Oui. En juillet 2018, nous étions 40 femmes de 14 pays réunies à Stanford aux États-Unis, pour une semaine de cours de haut niveau sur le marketing, la finance, la stratégie d’entreprise… Au-delà de la qualité de l’enseignement, cette semaine a permis d’échanger entre femmes entrepreneures venues de divers horizons et de nouer des liens très solides. Je reste d’ailleurs en contact étroit avec trois d’entre elles, dont une Américaine qui tient une agence de communication à New-York et qui m’aide à construire une stratégie de com’. Une étape essentielle pour faire connaître ma marque en dehors de Paris et continuer le développement de mon entreprise. Grâce au programme Femmes Entrepreneurs de BNP Paribas Wealth Management (lien inactif), j’ai rencontré des entrepreneures extraordinaires. Je sais que je peux les contacter à tout moment. Quand je leur envoie un mail, j’ai une réponse dans les 2 jours !
Avez-vous ressenti, en tant que femme, des difficultés particulières dans la création de votre entreprise ?
Être une femme ne m’a jamais paru être un handicap, même si, lors de ma recherche de financement initial, j’ai essuyé neuf refus de banquiers avant de trouver ma banque partenaire. La difficulté tenait plus au secteur d’activité dans lequel je voulais me lancer, le textile, qu’à ma qualité de jeune femme. Mais, hasard ou pas, la personne qui a monté mon plan de financement était une femme. En fait, homme ou femme, c’est la qualité du projet qui est évaluée, sa solidité et sa capacité d’innovation. Comment faire la différence, comment se démarquer de la concurrence, telle est la question ! Et l’une des clés de la réussite, aussi.
Quels conseils donneriez-vous à celles qui voudraient monter un projet d’entreprise ?
Je ne possède pas la recette magique qui mène au succès. Elle n’existe d’ailleurs pas. Je retire cependant plusieurs leçons de ma propre expérience. Tout d’abord, il faut que le concept et le projet résonnent avec un besoin : il faut toujours se placer du côté du client et réfléchir à la meilleure façon de le satisfaire. Ensuite, il ne faut pas se laisser emporter par son projet. Il est important de prendre le temps de le questionner, de l’adapter, de l’améliorer. Enfin, l’accompagnement est essentiel : le soutien de la famille et des proches est un moteur pour l’entrepreneur et les réseaux de professionnels permettent d’accélérer et d’éviter les erreurs.

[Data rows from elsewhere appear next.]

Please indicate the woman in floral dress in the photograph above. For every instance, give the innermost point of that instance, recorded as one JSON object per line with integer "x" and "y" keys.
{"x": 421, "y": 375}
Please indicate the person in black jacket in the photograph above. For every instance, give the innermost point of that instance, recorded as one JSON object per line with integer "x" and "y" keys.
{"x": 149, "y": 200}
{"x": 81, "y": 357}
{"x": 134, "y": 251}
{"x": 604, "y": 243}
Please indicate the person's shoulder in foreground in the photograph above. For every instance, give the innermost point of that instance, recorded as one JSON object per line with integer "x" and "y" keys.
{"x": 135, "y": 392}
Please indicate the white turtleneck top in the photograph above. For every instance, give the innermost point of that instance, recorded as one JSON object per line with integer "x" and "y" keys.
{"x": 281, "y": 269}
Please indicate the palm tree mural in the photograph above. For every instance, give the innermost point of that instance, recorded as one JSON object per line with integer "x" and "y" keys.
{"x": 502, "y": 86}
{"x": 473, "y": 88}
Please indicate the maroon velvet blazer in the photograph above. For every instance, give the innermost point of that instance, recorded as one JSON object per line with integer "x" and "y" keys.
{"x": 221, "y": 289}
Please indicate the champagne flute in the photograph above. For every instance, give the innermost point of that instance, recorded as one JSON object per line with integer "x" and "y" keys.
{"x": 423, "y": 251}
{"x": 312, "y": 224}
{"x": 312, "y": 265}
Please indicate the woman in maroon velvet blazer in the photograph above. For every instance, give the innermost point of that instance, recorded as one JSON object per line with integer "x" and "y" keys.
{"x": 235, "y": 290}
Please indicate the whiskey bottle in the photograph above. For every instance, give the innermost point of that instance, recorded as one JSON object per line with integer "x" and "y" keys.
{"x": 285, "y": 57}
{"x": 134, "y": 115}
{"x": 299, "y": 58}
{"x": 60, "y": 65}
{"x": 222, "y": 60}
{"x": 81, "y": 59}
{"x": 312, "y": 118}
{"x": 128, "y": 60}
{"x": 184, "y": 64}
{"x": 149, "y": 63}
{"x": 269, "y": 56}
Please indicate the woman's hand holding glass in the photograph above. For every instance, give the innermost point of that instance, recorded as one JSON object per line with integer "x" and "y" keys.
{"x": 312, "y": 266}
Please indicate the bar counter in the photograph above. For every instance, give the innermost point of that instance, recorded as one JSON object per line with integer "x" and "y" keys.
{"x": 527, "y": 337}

Comment envisagez-vous l’avenir ?
Aujourd’hui, alors que mon entreprise est en phase de croissance, ma priorité reste toujours de bien structurer l’activité tout en réfléchissant aux axes de développement : augmenter la notoriété de la marque et offrir à mes clientes de nouveaux services en lien avec l’univers du vêtement. Continuer d’innover, en quelque sorte ! L’une de mes grandes fiertés est de participer au maintien du savoir-faire en France. Quand un atelier partenaire me dit qu’il va embaucher grâce à mes commandes, je suis heureuse.